Scalability studies and large grid computations for surface combatant using CFDShip-Iowa

Scalability studies and computations using the largest grids to date for free-surface flows are performed using message-passing interface (MPI)-based CFDShip-Iowa toolbox curvilinear (V4) and Cartesian (V6) grid solvers on Navy high-performance computing systems. Both solvers show good strong scalability up to 2048 processors, with V6 showing somewhat better performance than V4. V6 also outperforms V4 in terms of the memory requirements and central processing unit (CPU) time per time-step per grid point. The explicit solvers show better scalability than the implicit solvers, but the latter allows larger time-step sizes, resulting in a lower total CPU time. The multi-grid HYPRE solver shows better scalability than the portable, extensible toolkit for scientific computation solver. The main scalability bottleneck is identified to be the pressure Poisson solver. The memory bandwidth test suggests that further scalability improvements could be obtained by using hybrid MPI/openmulti-processing (OpenMP) parallelization. V4-detached eddy simulation (DES) on a 300 M grid for the surface combatant model DTMB 5415 in the straight-ahead condition provides a plausible description of the vortical structures and mean flow patterns observed in the experiments.
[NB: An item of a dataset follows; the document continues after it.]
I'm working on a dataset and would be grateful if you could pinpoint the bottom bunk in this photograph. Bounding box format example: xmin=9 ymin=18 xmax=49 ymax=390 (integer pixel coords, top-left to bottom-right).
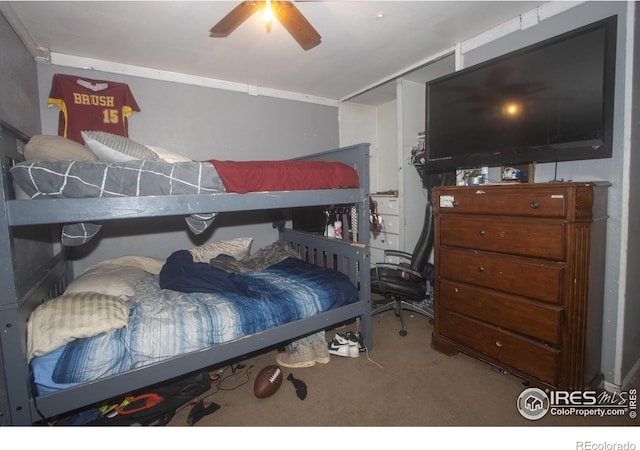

However, the vortex strengths are over predicted and the turbulence is not resolved. V4-DESs on up to 250 M grids for DTMB 5415 at 20 degrees static drift angle significantly improve the forces and moment predictions compared to the coarse grid unsteady Reynolds averaged Navier-Stokes, due to the improved resolved turbulence predictions. The simulations provide detailed resolution of the free-surface and breaking pattern and vortical and turbulent structures, which will guide planned experiments. V6 simulations on up to 276 M grids for DTMB 5415 in the straight-ahead condition predict diffused vortical structures due to poor wall-layer predictions. This could be due to the limitations of the wall-function implementation for the immersed boundary method.